答: 在Prometheus中指标是基础它标志着采集或抓取监控项,并且指标的数值是有上升或者下降的变化,从而使得监控某一个时间段中某个监控项的变化分布情况。
此时此刻,可能你对"指标"这个词有些混乱，在Prometheus中它根据不同的上下文表示不同的含义，它可以是指标系列、子项或者时间序列, 然而对于Gauge类型数据来说都是代表的一个含义。

基础示例:

#@ 1.时间序列
latency_seconds_sum{path="/bar"}

#@ 2.子项包含了_sum/_count 时序
latency_seconds{path="/bar"}

#@ 3.指标系列(只包含指标名称)
latency_seconds
复制

2.指标命名

描述: 在使用prometheus时常常会给导出器采集的数据配置一个指标名称，所以指标命名对于数据采集或者使用有一定的重要性，即构建指标标准名称可以按照以下规则进行。

指标名称整体结构: library_name_unit_suffix

规则语法:

蛇形命名法: 指标名称的每个部分都应该是小写的并采用下划线进行分隔，如node_uname_info
。

名称字母: 指标名称必须以字母开头并且可以跟着任意数目的字母、数字和下划线，如[a-zA-Z_:][a-zA-Z0-9_:]
正则表达式

# - 正常示例
node_cpu_core_throttles_total

# - 在测控指标名称时不建议使用冒号(__),因为它是prometheus内部使用而保留的。
bottomk(__rank_number__, __input_vector__)
__meta_kubernetes_node_address_InternalIP="192.168.12.226"

# - 在测控指标名称时不建议使用冒号(:),因为它是为用户在记录规则中使用而保留的。
复制

指标名称: 指标所代表的含义应该是名字本身，需要实现通过指标名称就能快速知道该值得含义，并且一个名称最好通过下划线进行分割并且通常是从左到右含义越具体越好，如http_request_duration_seconds_sum
，注意不要再指标名称中添加标签名(可能会导致聚合查询是出错)。

指标后缀: 常规得_total、_count_,__sum,__bucket
等后缀是留给counter和summary和histogram指标类型使用得。

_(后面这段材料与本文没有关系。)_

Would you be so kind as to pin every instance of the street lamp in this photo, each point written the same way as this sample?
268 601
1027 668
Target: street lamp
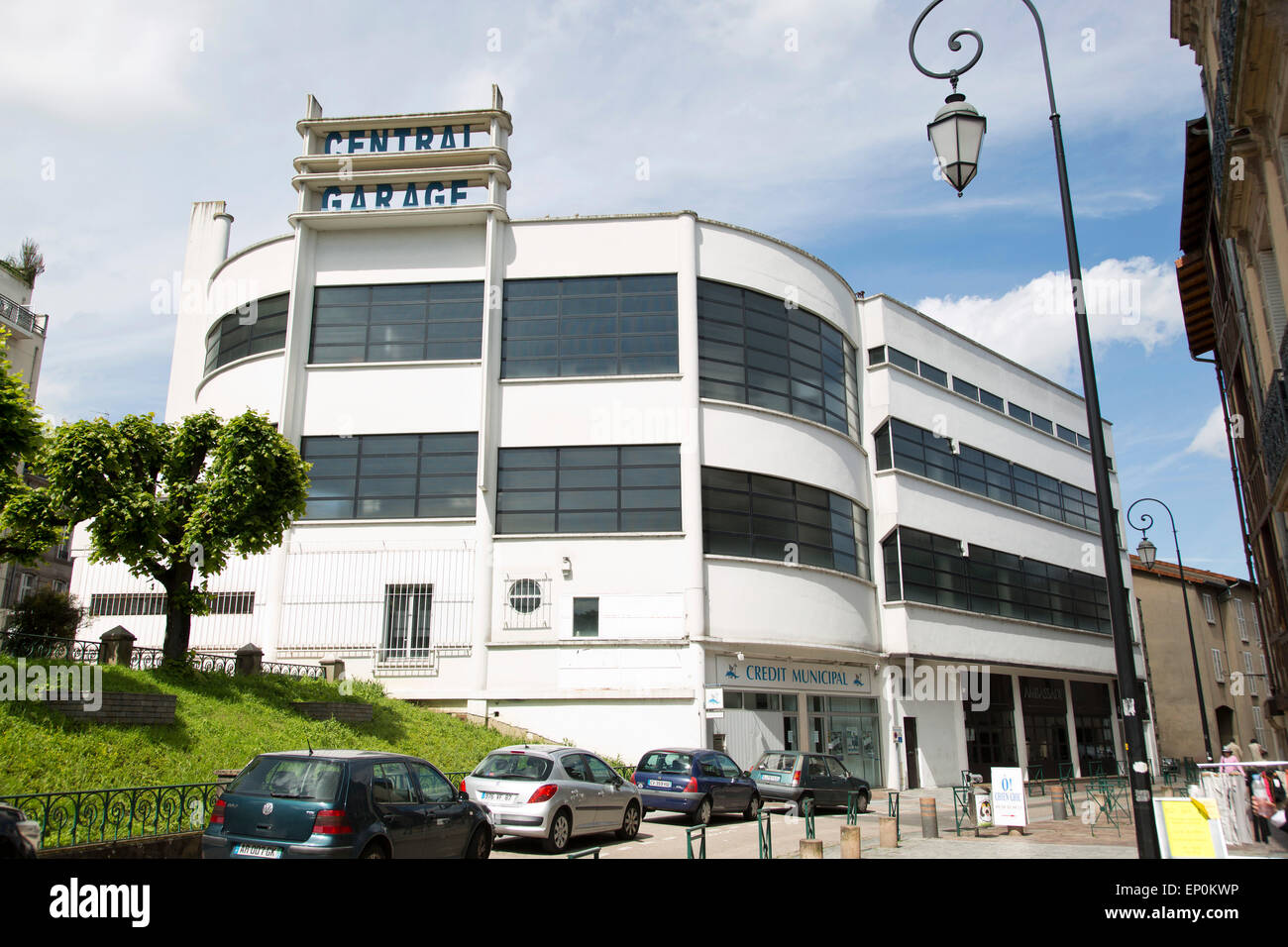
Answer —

所以除了在counter类型指标上始终具有_total后缀之外不要将这些后缀放在指标名称得末尾
如http_request_duration_seconds_sum
。

指标单位: 为了避免某个指标究竟是以秒作为单位还是以毫秒为单位应该在命名中带上单位，如container_cpu_system_seconds_total
。(Prometheus本身使用秒、毫秒、微秒和纳秒作为指标名称)

库: 指标名称是个有效得全局命名空间它可以避免库之间得冲突并指出指标出处，如prometheus_http_requests_total或者go_gc_duration_seconds
表示指标通过prometheus以及go库中得到，注意不能将应用名称作为应用中所有指标得前缀。

0x01 指标标签

1.标签介绍

描述: Label能够让我们知道监控项目的来源端口方法等等, 同时label
也为prometheus提供了丰富的聚合和查询
等功能。

标签分类
一类是测控标签，另一类是目标标签，在使用PromSQL查询时没有什么区别但是为了更好有效的使用标签，区分二者就更好了。

测控标签: 表面意思来自测控设置的标签中,可以在应用程序或者库内部模块中设置。例如收到的HTTP请求类比、以及访问的数据库。

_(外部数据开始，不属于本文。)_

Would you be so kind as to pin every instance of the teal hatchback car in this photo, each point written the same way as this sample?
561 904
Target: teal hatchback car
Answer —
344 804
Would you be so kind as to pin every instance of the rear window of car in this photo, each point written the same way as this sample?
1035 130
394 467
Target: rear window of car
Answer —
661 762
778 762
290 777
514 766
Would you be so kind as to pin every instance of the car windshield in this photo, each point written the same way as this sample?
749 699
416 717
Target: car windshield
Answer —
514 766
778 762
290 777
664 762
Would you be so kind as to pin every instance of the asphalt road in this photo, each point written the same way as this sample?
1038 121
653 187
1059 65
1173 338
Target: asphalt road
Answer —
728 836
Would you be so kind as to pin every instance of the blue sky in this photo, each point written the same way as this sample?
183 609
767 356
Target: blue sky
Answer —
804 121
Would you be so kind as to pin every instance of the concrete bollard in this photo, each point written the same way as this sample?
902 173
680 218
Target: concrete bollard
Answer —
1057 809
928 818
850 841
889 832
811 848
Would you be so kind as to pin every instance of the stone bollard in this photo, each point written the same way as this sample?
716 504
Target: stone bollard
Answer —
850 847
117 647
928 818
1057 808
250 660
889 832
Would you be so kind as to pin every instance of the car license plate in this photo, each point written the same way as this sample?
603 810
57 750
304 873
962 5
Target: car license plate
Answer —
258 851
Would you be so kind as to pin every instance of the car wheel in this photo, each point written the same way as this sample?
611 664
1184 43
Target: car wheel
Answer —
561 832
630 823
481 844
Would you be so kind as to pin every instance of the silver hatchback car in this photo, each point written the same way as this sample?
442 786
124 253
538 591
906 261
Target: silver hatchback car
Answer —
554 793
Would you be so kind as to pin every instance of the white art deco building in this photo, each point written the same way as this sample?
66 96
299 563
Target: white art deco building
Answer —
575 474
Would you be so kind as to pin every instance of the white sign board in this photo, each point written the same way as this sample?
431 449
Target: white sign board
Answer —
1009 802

目标标签: 它是确定了特定的监控目标即Prometheus抓取指标数据的目标，其标签作为抓取指标过程中的一部分。

标签模式
描述: Prometheus 支持64位的浮点数作为时序数据，不支持如字符串等其它数据类型，但是标签值是字符串类型我们可以将其使用某些特征信息展示中，并可以采用PromQL表达式。

Tips : 你可以为指标设置一个或多个标签并且标签是无序的，所以你可以安装任何给定标签聚合而忽略其它标签，甚至一次性聚合多个标签。

Tips ：注意保留标签(以下划线开头)
和__name__
(它实际上是表达式up的语法糖格式)不要进行使用应该避免此类命名。

2.标签应用

描述: 在 Prometheus 中标签往往有以下几种应用场景:

在 Prometheus 采集时进行数据指标的分类，并按照一定的规则保留或者丢弃采集的数据。

在 Prometheus UI 界面上采用PromQL表达式
设置不同标签进行监控项的找寻,并且可以进行聚合以及求取平均值。

在 Prometheus 中进行了静态设置采集节点时使用。

[{"targets": ["127.0.0.1:9100"],"labels": {"instance": "test","idc": "beijing"}}]  
复制

在 alertmanager 警报时按照设置的标签名称和值进行判断并执行相对应的报警通知。

其中最常用的就是在网站的Http Rquest
请求统计中需要记录http路径访问的次数, 为了解决多种同类型、同工作的指标的数量，我们通常采用标签来进行处理, 例如http_requests_total{path="/login"}

Tips: 汇总指标的分位数打破了有关总和或平均值的规则，因此你无法对分为数进行数学运算。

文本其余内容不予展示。